Die Mitgliederversammlung wählt zwei Kassenprüfer*innen für die Dauer von zwei Jahren. Die Kassenprüfer*innen haben die Aufgabe, Rechnungsbelege sowie deren ordnungsgemäße Verbuchung und die Mittelverwendung zu prüfen und dabei insbesondere die satzungsgemäße und steuerlich korrekte Mittelverwendung festzustellen. Die Prüfung erstreckt sich nicht auf die Zweckmäßigkeit der vom Vorstand getätigten Ausgaben. Die Kassenprüfer*innen haben die Mitgliederversammlung über das Ergebnis der Kassenprüfung zu unterrichten.

13 Satzungsänderungen

  • Anträge auf Änderung der Satzung sind schriftlich an den Vorstand einzureichen.
  • Satzungsänderungen müssen mit der Einladung zur Mitgliederversammlung allen Mitgliedern bekanntgegeben werden.
  • Zur Änderung der Satzung ist eine Mehrheit von zwei Drittel der abgegebenen gültigen Stimmen erforderlich.

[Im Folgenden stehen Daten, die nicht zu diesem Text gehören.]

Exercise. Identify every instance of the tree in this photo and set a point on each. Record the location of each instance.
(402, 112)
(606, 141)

Stimmenthaltungen zählen hierbei als abgegebene gültige Stimmen.

14 Auflösung

  • Die Auflösung der Initiative Solidarische Welt kann nur in einer besonderen, zu diesem Zweck mit einer Frist von sechs Wochen einzuberufenden außerordentlichen Mitgliederversammlung mit einer Mehrheit von drei Viertel der anwesenden ordentlichen Mitglieder beschlossen werden. Die Versammlung beschließt auch über die Art der Liquidation. Stimmenthaltungen zählen hierbei als abgegebene gültige Stimmen.
  • Bei Auflösung oder Aufhebung des Vereins oder bei Wegfall steuerbegünstigter Zwecke fällt das Vereinsvermögen an Amnesty International (Ortsgruppe Marburg), die es ausschließlich und unmittelbar für gemeinnützige und mildtätige Zwecke im Sinne des § 3 dieser Satzung zu verwenden haben.